The challenge is enormous, as is the opportunity. Providing safe sanitation is a cornerstone in the effort to reduce global poverty and increase gender equality. Ensuring access to clean water and sanitation is the United Nation’s Sustainable Development Goal (SDG) #6, one of 17 areas that must be addressed by 2030 to significantly reduce global poverty. Currently:
- 4.2 billion people lack access to safely managed sanitation (WHO/UNICEF Joint Monitoring Program, 2019).
- 827,000 people in low and middle-income countries die as a result of inadequate water, sanitation, and hygiene each year, with inadequate sanitation estimated to cause 432,000 of these deaths (WHO, 2019).
- More than 500 million women and girls lack access to facilities that provide the physical requirements for effective management of menstrual bleeding (World Bank, 2018).
- Lack of safe sanitation facilities is one of the primary reasons 130 million school-age girls are not pursuing their education (ONE).
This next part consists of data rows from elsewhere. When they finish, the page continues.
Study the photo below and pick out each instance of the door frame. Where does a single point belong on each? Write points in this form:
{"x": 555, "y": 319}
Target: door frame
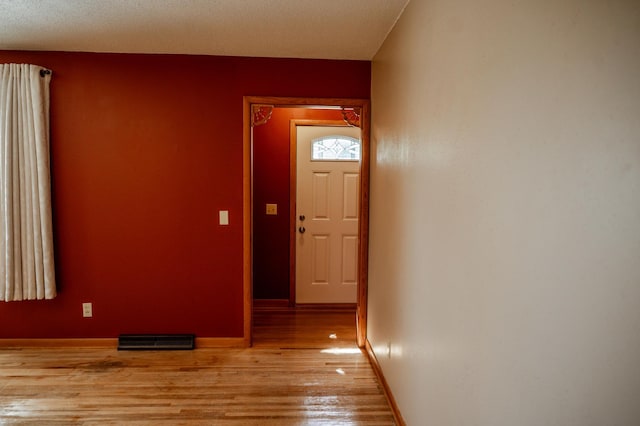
{"x": 247, "y": 196}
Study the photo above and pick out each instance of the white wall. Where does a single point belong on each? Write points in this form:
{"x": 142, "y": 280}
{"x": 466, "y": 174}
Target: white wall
{"x": 505, "y": 212}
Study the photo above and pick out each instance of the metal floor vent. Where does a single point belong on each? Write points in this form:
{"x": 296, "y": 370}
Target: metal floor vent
{"x": 152, "y": 342}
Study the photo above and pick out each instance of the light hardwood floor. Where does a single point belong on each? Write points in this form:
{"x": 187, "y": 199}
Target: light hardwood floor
{"x": 304, "y": 369}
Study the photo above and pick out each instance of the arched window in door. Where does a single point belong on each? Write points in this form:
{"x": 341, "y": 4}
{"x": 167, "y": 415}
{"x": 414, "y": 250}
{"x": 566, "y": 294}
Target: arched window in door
{"x": 335, "y": 148}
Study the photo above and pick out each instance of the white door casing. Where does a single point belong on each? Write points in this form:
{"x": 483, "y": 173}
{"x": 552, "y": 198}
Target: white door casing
{"x": 327, "y": 196}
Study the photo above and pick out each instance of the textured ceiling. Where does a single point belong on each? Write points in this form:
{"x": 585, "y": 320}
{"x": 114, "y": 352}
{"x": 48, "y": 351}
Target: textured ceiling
{"x": 327, "y": 29}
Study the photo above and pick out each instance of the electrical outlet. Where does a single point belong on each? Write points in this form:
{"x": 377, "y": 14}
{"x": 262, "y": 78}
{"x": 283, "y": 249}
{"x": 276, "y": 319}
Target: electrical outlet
{"x": 87, "y": 310}
{"x": 224, "y": 217}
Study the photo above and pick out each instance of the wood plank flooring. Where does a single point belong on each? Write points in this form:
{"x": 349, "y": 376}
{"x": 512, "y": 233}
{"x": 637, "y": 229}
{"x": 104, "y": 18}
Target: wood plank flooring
{"x": 304, "y": 369}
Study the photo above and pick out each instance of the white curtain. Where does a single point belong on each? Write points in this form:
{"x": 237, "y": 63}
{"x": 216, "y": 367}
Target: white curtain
{"x": 26, "y": 237}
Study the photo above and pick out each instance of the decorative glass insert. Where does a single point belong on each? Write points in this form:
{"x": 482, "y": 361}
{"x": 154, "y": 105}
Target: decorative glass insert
{"x": 335, "y": 148}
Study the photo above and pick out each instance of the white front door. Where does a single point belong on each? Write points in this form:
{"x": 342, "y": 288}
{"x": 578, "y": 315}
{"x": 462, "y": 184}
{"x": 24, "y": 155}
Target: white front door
{"x": 327, "y": 202}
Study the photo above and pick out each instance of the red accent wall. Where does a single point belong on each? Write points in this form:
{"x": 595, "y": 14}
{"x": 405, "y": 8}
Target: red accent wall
{"x": 271, "y": 155}
{"x": 145, "y": 150}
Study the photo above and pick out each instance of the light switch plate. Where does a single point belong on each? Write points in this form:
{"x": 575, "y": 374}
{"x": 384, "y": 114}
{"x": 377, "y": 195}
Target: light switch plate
{"x": 272, "y": 209}
{"x": 224, "y": 217}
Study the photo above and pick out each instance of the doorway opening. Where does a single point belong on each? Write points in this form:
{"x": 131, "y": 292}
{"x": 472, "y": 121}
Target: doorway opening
{"x": 280, "y": 216}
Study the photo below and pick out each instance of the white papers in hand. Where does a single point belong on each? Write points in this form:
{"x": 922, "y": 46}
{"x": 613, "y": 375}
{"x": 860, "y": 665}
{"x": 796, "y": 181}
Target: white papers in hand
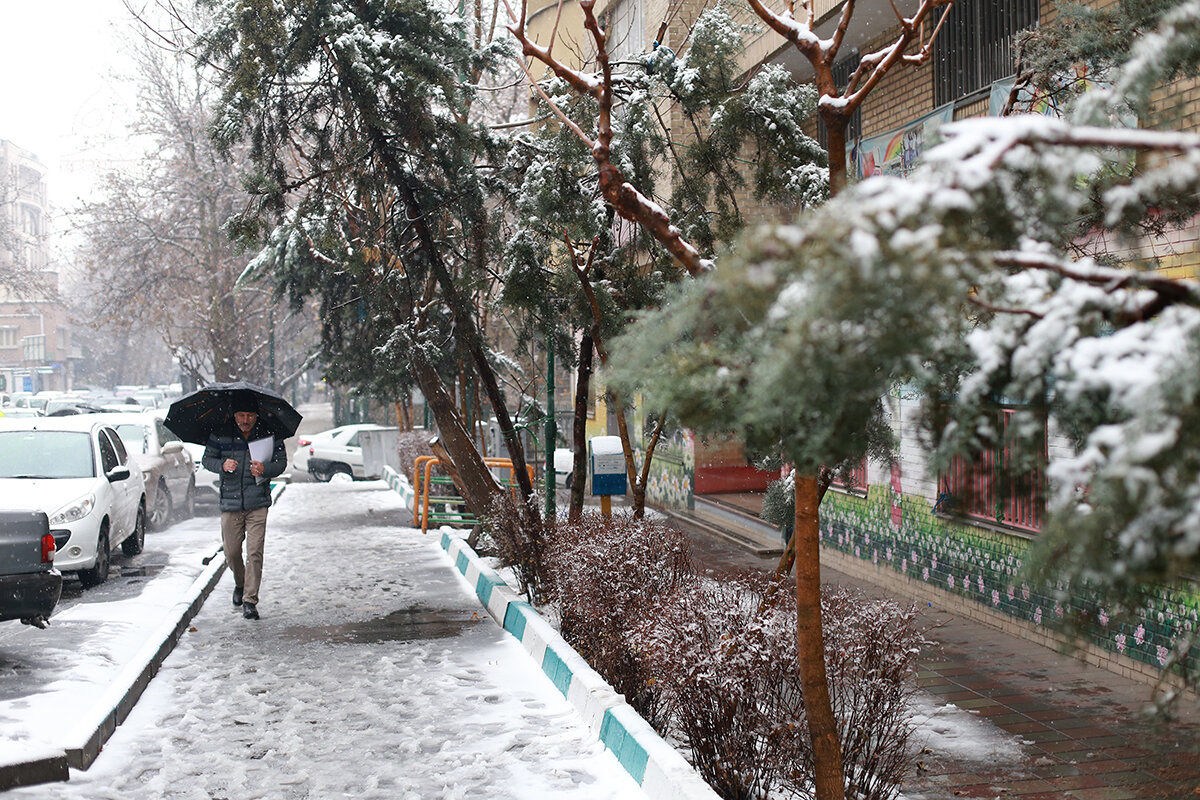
{"x": 261, "y": 450}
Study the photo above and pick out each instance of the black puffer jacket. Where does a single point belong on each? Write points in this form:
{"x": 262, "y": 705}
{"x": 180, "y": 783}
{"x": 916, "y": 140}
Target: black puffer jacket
{"x": 240, "y": 491}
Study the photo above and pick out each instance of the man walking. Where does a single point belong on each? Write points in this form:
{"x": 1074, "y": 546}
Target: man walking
{"x": 245, "y": 495}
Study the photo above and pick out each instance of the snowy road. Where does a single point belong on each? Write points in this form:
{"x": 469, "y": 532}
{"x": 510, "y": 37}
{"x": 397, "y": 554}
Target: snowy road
{"x": 373, "y": 673}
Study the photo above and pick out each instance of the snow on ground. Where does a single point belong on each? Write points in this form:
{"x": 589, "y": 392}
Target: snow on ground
{"x": 952, "y": 732}
{"x": 373, "y": 673}
{"x": 49, "y": 677}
The Center leverages partnerships to fill critical technology gaps and to increase the likelihood that user-centered sanitation innovations will advance from concept to market, creating lasting, large-scale impact. We involve users – particularly girls and women - in the design, development, and prototyping of sustainable sanitation systems. A system will succeed only if it is adapted to the specific cultural, technological, and economic needs of the community for which it is designed.